How DIGIT Created High Availability on the Public Cloud to Keep Its Games Running

407

The mobile gaming company must deliver a seamless experience for its gamers and allow for spikes in player activity on its Massively Multiplayer Online gaming platform. That’s why the company built a high-availability infrastructure that runs on Amazon Web Services (AWS) and allows them to launch a cluster in less than 5 minutes using Apache Mesos.

We want to enable developers to iterate fast on their ideas and to be able to deploy new code changes as fast as possible,” say DevOps engineer Emmanuel Rieg and build and release engineer Ross McKinley, below.  “We’re aiming at deploying multiple times a week, whenever a given feature is stable or bug is fixed.”

Rieg and McKinley will give a talk next week at MesosCon Europe on how they went from a blank canvas AWS account to a fully functional PaaS, to set up their immutable infrastructure.  Here they give a short preview of their talk and share tips for developing on top of Mesos.

Emmanuel Rieg
Linux.com: Why do you build your applications on AWS?

Emmanuel & Ross: We are very impressed by the diversity of services offered by Amazon. This is coupled with good AWS support in other tools we use. Developer friendliness is really important to us. The ability to run our cluster in an isolated environment (VPC) was a deciding factor.

Linux.com: How do you create high availability on the public cloud?
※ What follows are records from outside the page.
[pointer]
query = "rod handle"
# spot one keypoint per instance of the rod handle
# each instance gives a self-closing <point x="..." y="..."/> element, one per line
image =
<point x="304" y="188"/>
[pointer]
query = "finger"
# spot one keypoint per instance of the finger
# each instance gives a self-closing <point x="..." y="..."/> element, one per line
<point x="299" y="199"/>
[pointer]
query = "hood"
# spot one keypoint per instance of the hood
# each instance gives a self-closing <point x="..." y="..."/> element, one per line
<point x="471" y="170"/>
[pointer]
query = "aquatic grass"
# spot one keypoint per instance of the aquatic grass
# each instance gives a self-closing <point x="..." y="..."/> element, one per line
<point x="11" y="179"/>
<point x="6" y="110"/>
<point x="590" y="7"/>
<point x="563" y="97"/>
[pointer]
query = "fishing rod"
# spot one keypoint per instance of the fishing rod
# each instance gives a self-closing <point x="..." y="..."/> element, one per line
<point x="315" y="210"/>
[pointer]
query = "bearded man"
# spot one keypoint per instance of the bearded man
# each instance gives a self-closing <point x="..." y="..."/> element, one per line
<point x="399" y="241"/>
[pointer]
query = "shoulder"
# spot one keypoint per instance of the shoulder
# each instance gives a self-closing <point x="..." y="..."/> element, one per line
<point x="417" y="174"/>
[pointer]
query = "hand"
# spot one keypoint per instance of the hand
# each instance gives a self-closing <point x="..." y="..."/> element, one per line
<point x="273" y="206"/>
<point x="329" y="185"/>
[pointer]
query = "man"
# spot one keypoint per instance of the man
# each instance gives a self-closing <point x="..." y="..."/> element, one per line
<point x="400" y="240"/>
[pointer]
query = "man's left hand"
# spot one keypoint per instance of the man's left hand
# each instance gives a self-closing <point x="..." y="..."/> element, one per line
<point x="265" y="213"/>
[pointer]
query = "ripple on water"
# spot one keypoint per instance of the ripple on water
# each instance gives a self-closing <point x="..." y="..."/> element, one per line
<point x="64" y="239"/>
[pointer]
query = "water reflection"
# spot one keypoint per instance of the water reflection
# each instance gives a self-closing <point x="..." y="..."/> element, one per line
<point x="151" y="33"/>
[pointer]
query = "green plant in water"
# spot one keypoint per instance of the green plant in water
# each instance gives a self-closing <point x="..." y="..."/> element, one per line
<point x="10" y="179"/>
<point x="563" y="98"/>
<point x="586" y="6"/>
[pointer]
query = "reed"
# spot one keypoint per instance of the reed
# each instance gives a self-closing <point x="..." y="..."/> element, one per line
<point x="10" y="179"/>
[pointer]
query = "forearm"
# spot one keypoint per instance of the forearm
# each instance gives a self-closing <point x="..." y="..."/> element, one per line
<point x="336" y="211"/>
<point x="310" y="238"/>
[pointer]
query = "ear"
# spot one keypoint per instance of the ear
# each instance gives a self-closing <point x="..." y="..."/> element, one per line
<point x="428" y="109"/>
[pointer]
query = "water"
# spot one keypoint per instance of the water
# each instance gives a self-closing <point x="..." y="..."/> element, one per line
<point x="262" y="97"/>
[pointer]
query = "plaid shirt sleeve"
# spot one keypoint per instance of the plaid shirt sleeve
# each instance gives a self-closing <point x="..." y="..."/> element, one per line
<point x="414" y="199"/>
Emmanuel & Ross: HA is achievable on the public cloud. In our case, we couple redundancy across Availability Zone (AZ) with monitoring and autonomous systems to ensure our games can keep running. Using only one AZ will not ensure HA, as that entire zone could fail for a short time. Each of our applications runs in multiple containers at the same time. They’re are all being monitored to handle current load. When one container is down, another takes its place. The same applies for all parts of our infrastructure. All services are autoscaling and behind a service discovery system. On top of this, nodes in our cluster are deployed across multiple AZs, each of which being an isolated network with its own NAT gateway. This way we can survive a whole zone going down.

Ross McKinley

Linux.com: What role does Mesos play in your infrastructure?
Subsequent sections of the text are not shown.